Detection signals from the above-mentioned sensors and switches are supplied to the internal combustion engine control unit 117. The internal combustion engine control unit 117 drives the fuel injection valve 118 provided in the intake pipe 102 leading to the internal combustion engine 108 to control the fuel amount, and the spark plug 115.
Timing control for controlling the generation timing of high voltage (i.e., ignition timing) and adjusting the passage area of the air passage 106 by moving the valve of the idle speed controller 107 up and down to control the intake air amount, that is, the rotation speed of the engine. Idle speed control is performed. further,
Idle rotation speed control compares the target rotation speed determined by the cooling water temperature, the drive condition of the compressor load for the air conditioner, etc. with the actual rotation speed when it is determined that the engine is idle, and idle speed control is performed to eliminate the deviation. Rotational speed feedback control for driving the speed controller 107 to control the intake air amount is included.

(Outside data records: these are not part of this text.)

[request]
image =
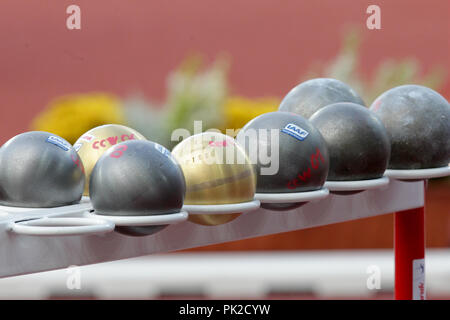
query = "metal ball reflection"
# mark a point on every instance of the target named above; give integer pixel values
(309, 96)
(357, 141)
(92, 144)
(417, 120)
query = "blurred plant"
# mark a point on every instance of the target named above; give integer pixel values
(240, 110)
(72, 115)
(388, 74)
(194, 92)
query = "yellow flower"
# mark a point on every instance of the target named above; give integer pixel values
(240, 110)
(72, 115)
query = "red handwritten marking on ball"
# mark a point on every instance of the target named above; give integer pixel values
(224, 143)
(118, 151)
(77, 162)
(112, 141)
(315, 160)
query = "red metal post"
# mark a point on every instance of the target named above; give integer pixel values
(409, 244)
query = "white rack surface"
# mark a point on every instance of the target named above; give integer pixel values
(20, 254)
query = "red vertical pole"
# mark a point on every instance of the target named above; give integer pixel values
(409, 244)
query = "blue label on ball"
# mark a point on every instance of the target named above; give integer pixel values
(57, 141)
(163, 150)
(295, 131)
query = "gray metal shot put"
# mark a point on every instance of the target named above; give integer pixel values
(417, 120)
(137, 178)
(312, 95)
(298, 154)
(357, 141)
(40, 169)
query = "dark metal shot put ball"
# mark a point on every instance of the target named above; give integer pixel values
(357, 141)
(137, 178)
(417, 120)
(40, 169)
(303, 159)
(309, 96)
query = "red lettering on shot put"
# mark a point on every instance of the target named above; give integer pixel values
(305, 176)
(315, 160)
(118, 151)
(223, 143)
(112, 141)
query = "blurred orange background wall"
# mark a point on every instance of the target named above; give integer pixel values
(127, 46)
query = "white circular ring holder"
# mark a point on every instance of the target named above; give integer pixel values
(418, 174)
(61, 226)
(149, 220)
(356, 185)
(222, 208)
(292, 197)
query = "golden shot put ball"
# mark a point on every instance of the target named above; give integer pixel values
(94, 143)
(217, 171)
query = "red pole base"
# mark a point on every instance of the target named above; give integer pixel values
(409, 244)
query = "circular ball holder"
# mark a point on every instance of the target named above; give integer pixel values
(356, 186)
(294, 199)
(309, 96)
(299, 164)
(358, 145)
(220, 180)
(61, 226)
(418, 174)
(95, 142)
(139, 186)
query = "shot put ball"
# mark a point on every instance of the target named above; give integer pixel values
(290, 155)
(357, 141)
(309, 96)
(137, 178)
(217, 171)
(40, 169)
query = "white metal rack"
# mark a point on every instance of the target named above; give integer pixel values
(22, 254)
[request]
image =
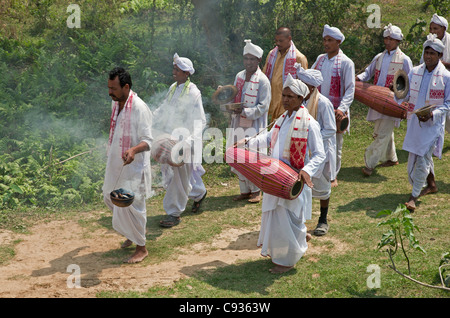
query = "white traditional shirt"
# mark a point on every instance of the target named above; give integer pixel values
(135, 176)
(182, 109)
(327, 122)
(421, 136)
(312, 164)
(369, 72)
(347, 74)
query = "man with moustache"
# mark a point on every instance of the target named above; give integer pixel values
(182, 109)
(429, 85)
(338, 85)
(254, 93)
(279, 63)
(128, 163)
(383, 68)
(296, 140)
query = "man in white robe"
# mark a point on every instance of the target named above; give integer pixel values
(383, 68)
(182, 116)
(338, 72)
(283, 235)
(321, 109)
(439, 26)
(128, 163)
(429, 85)
(254, 94)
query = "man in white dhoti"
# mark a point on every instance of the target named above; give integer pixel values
(279, 63)
(383, 68)
(128, 163)
(338, 73)
(429, 85)
(321, 109)
(181, 115)
(254, 93)
(296, 140)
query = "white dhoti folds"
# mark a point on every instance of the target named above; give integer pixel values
(181, 184)
(130, 221)
(419, 167)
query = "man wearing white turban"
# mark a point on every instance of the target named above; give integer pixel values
(279, 63)
(321, 109)
(181, 115)
(429, 85)
(439, 26)
(254, 93)
(295, 139)
(383, 68)
(338, 85)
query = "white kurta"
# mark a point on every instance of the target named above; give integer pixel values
(327, 122)
(130, 221)
(383, 146)
(283, 232)
(347, 74)
(257, 114)
(185, 111)
(423, 138)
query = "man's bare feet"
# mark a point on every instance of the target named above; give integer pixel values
(278, 269)
(389, 163)
(126, 244)
(428, 190)
(138, 256)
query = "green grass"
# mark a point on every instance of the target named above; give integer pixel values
(339, 270)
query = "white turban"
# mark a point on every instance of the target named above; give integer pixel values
(310, 76)
(433, 42)
(297, 86)
(440, 21)
(334, 32)
(183, 63)
(252, 49)
(393, 31)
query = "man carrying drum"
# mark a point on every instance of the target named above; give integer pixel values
(253, 88)
(296, 140)
(321, 109)
(429, 85)
(338, 72)
(383, 68)
(128, 162)
(181, 115)
(439, 26)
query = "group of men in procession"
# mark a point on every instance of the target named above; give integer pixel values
(294, 109)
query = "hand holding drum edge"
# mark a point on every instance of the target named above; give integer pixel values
(303, 175)
(128, 156)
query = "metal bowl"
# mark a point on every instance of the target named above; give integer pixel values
(121, 197)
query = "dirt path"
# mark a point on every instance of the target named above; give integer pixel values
(42, 259)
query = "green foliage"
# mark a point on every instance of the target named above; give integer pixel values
(401, 227)
(444, 266)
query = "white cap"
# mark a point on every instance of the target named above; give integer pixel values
(183, 63)
(440, 21)
(434, 43)
(334, 32)
(393, 31)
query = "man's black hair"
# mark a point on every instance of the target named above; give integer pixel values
(124, 76)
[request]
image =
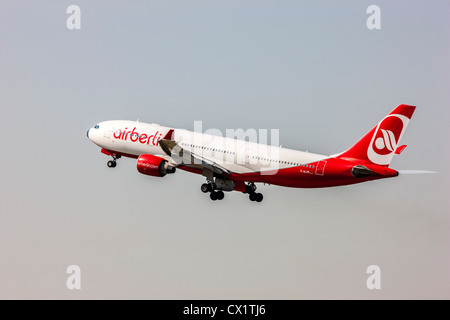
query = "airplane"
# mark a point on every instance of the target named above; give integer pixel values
(230, 164)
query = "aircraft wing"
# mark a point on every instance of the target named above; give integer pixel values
(183, 157)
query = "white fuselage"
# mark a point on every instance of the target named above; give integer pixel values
(137, 138)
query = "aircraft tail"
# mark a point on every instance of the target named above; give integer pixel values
(380, 144)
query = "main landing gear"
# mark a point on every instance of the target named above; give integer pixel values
(216, 194)
(253, 195)
(112, 163)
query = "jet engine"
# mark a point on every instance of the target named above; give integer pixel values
(153, 166)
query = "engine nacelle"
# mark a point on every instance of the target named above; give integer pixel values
(153, 166)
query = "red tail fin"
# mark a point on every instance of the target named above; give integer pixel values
(379, 144)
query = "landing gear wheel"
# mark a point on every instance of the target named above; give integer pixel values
(111, 164)
(205, 188)
(213, 196)
(256, 197)
(220, 195)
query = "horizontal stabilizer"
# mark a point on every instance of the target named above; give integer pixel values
(415, 171)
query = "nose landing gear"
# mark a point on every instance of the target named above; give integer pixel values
(112, 163)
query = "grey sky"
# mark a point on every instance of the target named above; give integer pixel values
(309, 68)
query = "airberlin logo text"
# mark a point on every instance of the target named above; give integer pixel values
(134, 136)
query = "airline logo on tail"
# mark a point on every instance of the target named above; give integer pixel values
(384, 141)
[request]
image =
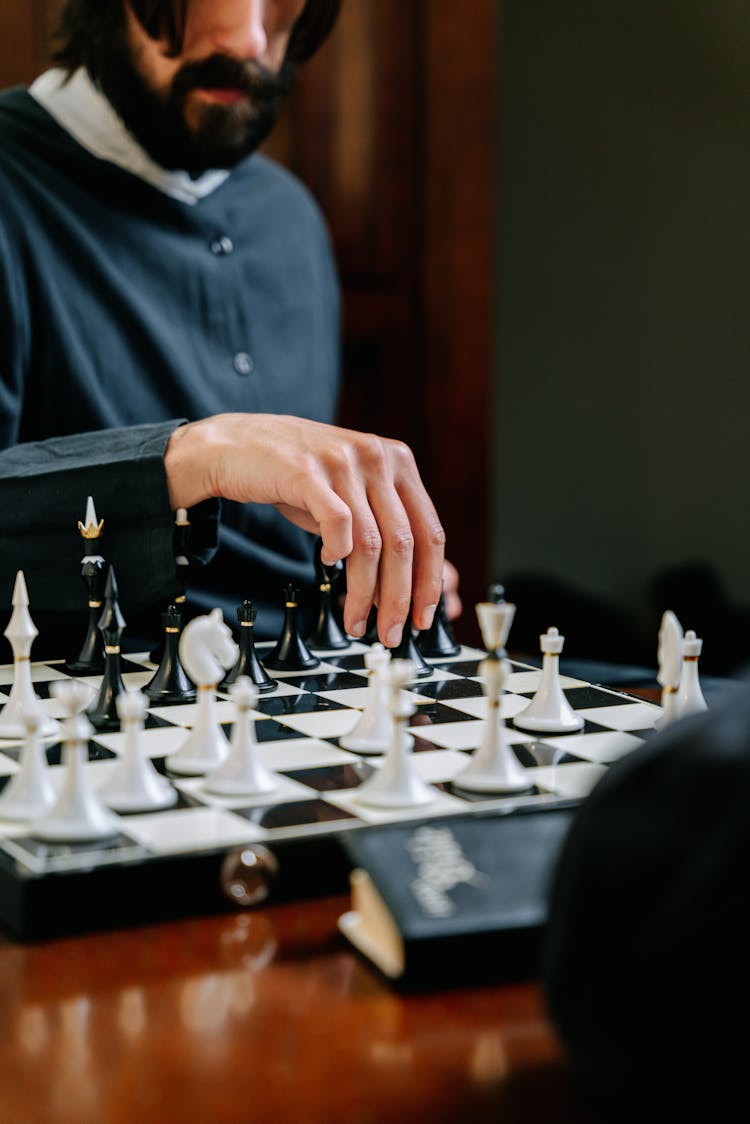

By the way, in the conventional control apparatus for an internal combustion engine with an electromagnetic clutch as shown in FIG. 6, an idle switch 109 provided near the slot valve 103 of the intake pipe 102 is used to detect the fully closed state of the slot valve 103. The engine is in an idle state (first idle state detecting means). However, in recent years, there has been a movement to reduce the cost of the control device for the entire vehicle by reducing the number of parts, so that the idle switch 109 described above is eliminated and the intake pipe pressure sensor 105 for originally measuring the intake air amount is used. There is also a control device that puts the pipe 102 into an idle state when the pressure in the pipe 102 is equal to or lower than a predetermined intake pipe pressure (second idle state detecting means).

Further, the electromagnetic clutch control unit 120 includes an accelerator switch 122 for detecting an open state and a depressed state of an accelerator pedal 121, and a select lever position detector 123 for detecting the position of a select lever (not shown) of the transmission. , The crank angle sensor 111 described above,
At least the detection signals of the vehicle speed sensor 113 and the A / C switch 116 are supplied. The exciting current of the electromagnetic clutch 119 provided on the output shaft of the internal combustion engine 108 is controlled by the electromagnetic clutch control unit 120. The exciting current of the electromagnetic clutch 119 is controlled according to the control mode classified based on the depression state of the accelerator pedal 121, the vehicle speed and the position of the select lever. As a control mode, there is a drag mode or the like for stopping a vehicle and stopping a vehicle on a slight gradient by generating a slight torque by giving a minute current at a slow speed.

FIG. 7 shows a conventional internal combustion engine control unit 11
7 is a block diagram showing a specific circuit configuration of an electromagnetic clutch control unit 120 and an electromagnetic clutch control unit 120. FIG. In the figure, 201 and 202 are microcomputers provided in the internal combustion engine control unit 117 and the electromagnetic clutch control unit 120, respectively. The microcomputer 201 is
A free running counter 203 for measuring the rotation cycle of the internal combustion engine 108, a timer 205 for measuring time for various controls, and an A for converting an analog signal from a second input interface circuit 221 described later into a digital signal. A / D converter 207, an input port 209 for inputting detection signals of each sensor and switch to the microcomputer 201, a ROM 211 in which a processing program for fuel injection amount control and ignition timing control and initial data are recorded in advance, and this ROM 211. A CPU 213 that performs arithmetic processing of each detection signal and initial data in accordance with the processing program recorded in the RAM, a RAM 215 that temporarily reads and writes data calculated by the CPU 213, and a CPU
An output port 217 is provided for outputting the drive signal instructed by 213.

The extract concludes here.